Having an older medical student guide you is a blessing, as they would have gone through the exam process and would have gained experience on the wards. possible you are more likely to learn from a senior medical student than a consultant as they would have more time to meet up and help out and less work commitments.

4. Use free online resources

There are loads of free online resources for medical students, such as blogs, YouTube videos and question banks. The best way to learn a subject is by far spaced repetition and the use of mind maps and flashcards. Systems like Anki help you create free flashcards that can be easily reviewed later on the phone, tablet or laptop.

Online flashcards and note taking apps help you to learn how to summarize a huge chunk of information in a short period of time.

Youtube videos are totally free and you can find awsome amounts of information covering all topics. Great channels include Geeky Medics, Osmosis, Armando Hasudungan, Dr Najeeb and human anatomy education (basically anatomy, anatomical sections and surgical anatomy).

5. Get hands-on experience early on

Although reading books is great, if your really want the learn medicine you must practice on the wards, dummies or on fellow students!

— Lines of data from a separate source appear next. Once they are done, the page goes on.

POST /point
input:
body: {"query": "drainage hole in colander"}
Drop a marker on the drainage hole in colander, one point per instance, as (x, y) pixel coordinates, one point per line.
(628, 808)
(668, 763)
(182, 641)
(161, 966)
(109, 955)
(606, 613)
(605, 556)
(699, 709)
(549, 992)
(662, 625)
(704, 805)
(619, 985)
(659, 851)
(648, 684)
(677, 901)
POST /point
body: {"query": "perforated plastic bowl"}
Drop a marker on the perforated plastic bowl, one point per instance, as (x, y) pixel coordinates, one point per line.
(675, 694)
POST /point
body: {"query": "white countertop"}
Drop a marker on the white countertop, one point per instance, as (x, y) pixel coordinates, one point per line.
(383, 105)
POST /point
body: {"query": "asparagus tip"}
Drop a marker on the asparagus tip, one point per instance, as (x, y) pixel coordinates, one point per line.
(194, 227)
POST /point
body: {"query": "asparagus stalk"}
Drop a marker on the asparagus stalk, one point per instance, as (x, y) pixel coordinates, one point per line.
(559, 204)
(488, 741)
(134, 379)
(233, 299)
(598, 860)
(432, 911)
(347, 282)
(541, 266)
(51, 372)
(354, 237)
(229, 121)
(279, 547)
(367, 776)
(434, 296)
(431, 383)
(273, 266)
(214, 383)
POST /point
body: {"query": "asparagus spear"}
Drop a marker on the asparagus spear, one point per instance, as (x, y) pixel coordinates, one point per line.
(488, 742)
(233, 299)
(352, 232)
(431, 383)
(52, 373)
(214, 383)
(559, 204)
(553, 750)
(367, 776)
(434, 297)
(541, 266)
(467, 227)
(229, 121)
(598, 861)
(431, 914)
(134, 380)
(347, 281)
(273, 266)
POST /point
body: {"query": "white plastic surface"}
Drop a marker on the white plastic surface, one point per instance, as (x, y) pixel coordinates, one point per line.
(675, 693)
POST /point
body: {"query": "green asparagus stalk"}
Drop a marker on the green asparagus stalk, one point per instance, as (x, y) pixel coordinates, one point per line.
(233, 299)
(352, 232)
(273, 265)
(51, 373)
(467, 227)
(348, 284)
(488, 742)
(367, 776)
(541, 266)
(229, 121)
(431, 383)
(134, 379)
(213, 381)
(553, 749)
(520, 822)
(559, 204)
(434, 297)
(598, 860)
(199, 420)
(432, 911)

Medicine is a practical skill, you’ll need to learn skills such as listening to heart sounds, murmurs, neurological examinations and there is no way of learning these unless you get down and start examining patients and going to live anatomical dissections.

Peer teaching is a great way to learn and buy teaching others you learn the most. Peer teaching involves prepping lessons and helping out your professors to teach groups in the lower years. I managed to learn the most jsut by teaching others. Skills that can be obtained from peer teaching includes:

  • WordPress
  • Coding and website development
  • MCQs building
  • Public speaking skills
  • Teaching skills
  • and language and translation

Peer teaching although challenging will help you learn through teaching and examination of a part of a topic, teaching helps not only to simplify the subject but helps you picture it better, as you summarize and teach, you yourself start learning. If you can simplify it then you know it!

Of Course these are just a few tips to help you through your medical school journey. loads of other resources are available online and with the increasing use of technology medicine is becoming easier to study and technology can help you dissect all that knowledge into smaller chunks.